Has Revelum been featured in the press?
Yes. Revelum's deepfake detection data was the basis for two investigations published by Forbes Colombia in 2026, and Revelum supplied the intelligence for an investigation aired by Teleamazonas, one of Ecuador's main national television networks. Together this coverage documented five distinct deepfake scam campaigns impersonating David Vélez, Mario Hernández, Gustavo Petro, Shakira, and Daniel Noboa.
What did the Forbes and Teleamazonas investigations find?
They documented organized criminal networks running deepfake ads on Facebook and Instagram that clone trusted public figures to sell fake investment schemes and products. Forbes covered a network producing 51 fraudulent ads in 30 days impersonating Nu founder David Vélez, and a separate "Anticrisis" platform using AI videos of entrepreneur Mario Hernández. Teleamazonas presented Revelum's data on campaigns impersonating Colombian President Gustavo Petro, the artist Shakira, and Ecuadorian President Daniel Noboa.

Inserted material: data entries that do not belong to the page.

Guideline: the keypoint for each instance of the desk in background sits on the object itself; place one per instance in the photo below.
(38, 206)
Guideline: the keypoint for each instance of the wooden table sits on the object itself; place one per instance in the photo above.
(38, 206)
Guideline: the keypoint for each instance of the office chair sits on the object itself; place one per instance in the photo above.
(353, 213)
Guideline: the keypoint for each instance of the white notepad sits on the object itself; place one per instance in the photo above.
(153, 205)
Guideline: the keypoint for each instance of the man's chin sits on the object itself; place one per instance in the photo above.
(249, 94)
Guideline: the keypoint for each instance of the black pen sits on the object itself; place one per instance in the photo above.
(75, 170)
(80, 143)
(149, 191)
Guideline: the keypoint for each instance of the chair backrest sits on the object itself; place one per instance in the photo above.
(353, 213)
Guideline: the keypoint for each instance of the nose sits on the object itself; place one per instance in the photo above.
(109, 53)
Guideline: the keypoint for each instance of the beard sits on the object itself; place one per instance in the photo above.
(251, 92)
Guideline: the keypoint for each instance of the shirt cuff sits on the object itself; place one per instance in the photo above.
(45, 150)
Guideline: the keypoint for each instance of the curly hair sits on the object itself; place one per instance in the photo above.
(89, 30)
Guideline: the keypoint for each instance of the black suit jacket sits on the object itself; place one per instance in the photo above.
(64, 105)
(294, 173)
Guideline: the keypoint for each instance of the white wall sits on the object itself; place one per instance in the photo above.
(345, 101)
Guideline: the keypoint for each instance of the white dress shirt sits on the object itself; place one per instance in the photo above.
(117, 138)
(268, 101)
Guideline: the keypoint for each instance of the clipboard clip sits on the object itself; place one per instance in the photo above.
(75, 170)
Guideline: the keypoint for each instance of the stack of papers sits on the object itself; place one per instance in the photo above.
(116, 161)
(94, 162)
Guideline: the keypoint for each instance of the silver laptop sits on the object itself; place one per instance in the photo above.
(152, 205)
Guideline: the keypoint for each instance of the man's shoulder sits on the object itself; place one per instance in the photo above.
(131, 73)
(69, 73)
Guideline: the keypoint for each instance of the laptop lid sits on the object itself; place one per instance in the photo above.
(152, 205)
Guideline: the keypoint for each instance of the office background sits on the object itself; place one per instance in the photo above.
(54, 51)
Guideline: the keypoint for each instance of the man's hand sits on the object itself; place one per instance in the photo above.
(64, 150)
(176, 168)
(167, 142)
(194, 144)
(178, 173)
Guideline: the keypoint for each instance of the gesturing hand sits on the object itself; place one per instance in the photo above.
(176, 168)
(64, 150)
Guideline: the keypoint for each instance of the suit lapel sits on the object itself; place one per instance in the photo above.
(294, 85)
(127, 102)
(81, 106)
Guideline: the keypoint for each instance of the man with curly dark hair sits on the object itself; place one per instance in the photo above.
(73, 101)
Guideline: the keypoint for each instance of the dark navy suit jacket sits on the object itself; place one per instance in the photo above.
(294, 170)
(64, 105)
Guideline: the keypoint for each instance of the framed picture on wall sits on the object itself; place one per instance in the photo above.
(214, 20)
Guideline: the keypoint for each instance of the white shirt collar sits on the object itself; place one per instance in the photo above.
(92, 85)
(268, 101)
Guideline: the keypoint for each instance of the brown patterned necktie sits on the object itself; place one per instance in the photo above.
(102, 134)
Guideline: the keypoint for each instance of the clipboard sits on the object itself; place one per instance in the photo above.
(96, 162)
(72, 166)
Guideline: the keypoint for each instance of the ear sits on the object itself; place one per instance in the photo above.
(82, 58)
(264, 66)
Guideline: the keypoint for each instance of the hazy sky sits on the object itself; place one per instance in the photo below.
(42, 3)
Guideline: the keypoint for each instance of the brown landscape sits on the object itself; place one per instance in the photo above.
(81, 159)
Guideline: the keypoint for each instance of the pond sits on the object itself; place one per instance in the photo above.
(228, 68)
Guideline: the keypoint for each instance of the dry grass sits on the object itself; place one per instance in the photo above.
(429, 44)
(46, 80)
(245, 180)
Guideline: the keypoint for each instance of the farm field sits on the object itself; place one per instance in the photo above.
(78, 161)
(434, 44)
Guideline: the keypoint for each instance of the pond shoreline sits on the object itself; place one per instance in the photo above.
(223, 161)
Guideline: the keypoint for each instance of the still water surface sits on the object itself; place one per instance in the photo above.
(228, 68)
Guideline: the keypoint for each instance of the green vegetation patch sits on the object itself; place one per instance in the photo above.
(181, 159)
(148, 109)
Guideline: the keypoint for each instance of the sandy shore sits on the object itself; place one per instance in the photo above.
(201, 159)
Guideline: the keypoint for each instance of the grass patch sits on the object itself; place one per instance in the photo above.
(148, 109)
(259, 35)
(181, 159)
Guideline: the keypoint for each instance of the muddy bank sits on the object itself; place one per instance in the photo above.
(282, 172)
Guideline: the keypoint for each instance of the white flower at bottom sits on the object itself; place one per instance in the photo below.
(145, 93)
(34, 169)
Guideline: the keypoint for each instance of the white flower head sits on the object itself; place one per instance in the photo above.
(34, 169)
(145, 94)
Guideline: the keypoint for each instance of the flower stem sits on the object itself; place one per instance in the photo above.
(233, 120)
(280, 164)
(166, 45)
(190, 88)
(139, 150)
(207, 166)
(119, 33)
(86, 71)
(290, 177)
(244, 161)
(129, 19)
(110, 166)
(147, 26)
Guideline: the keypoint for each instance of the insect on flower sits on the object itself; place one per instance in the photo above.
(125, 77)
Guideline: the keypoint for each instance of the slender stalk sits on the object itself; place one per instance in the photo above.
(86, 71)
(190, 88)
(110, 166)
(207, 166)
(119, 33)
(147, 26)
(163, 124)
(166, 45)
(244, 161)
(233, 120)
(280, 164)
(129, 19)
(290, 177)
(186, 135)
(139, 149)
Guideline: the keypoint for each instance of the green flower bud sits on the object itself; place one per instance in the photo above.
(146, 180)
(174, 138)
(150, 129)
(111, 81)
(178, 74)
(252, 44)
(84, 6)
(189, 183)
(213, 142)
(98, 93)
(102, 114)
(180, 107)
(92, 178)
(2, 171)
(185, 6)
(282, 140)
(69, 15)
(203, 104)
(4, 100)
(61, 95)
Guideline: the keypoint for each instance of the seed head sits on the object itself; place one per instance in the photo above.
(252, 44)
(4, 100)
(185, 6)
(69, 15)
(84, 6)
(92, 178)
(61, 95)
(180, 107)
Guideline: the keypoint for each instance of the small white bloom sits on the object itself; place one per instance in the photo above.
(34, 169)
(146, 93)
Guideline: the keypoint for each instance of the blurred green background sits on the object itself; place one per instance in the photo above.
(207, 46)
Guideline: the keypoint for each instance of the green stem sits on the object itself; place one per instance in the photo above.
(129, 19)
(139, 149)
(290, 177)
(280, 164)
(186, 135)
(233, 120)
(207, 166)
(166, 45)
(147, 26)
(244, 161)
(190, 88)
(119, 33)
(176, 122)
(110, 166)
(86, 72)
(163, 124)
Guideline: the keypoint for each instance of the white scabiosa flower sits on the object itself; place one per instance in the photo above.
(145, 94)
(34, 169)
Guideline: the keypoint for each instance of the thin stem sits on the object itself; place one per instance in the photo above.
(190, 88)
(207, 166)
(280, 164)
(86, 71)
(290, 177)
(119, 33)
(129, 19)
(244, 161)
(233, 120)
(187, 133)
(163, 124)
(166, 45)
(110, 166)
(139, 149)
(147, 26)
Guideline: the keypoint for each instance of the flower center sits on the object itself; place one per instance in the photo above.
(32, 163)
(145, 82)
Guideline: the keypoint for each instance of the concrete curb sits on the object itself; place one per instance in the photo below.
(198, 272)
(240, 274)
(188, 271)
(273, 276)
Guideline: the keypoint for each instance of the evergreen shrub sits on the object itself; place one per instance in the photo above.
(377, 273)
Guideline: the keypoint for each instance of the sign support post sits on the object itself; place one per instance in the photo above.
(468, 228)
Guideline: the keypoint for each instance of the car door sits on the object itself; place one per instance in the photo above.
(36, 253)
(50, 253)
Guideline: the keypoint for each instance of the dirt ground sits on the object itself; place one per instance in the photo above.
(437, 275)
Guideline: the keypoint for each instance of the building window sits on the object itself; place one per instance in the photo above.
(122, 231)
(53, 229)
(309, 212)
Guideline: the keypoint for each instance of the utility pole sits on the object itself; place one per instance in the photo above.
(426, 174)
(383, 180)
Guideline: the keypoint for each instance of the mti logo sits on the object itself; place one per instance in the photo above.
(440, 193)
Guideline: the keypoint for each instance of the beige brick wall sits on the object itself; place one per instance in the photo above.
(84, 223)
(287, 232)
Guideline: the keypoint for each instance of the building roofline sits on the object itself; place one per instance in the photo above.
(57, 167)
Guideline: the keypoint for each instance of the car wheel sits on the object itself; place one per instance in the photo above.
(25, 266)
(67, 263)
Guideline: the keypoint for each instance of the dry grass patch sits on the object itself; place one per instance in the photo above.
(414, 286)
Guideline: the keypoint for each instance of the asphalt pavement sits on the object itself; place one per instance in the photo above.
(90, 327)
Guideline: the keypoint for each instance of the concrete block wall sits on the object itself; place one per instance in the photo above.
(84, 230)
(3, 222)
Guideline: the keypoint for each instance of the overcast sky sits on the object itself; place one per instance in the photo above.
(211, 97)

How does Revelum detect these deepfake campaigns?
Revelum continuously monitors advertising and social platforms for synthetic media that impersonates executives, public figures, and brands, then files and tracks takedowns until the fraudulent content is removed. The evidence behind the Forbes and Teleamazonas coverage came from that same monitoring infrastructure.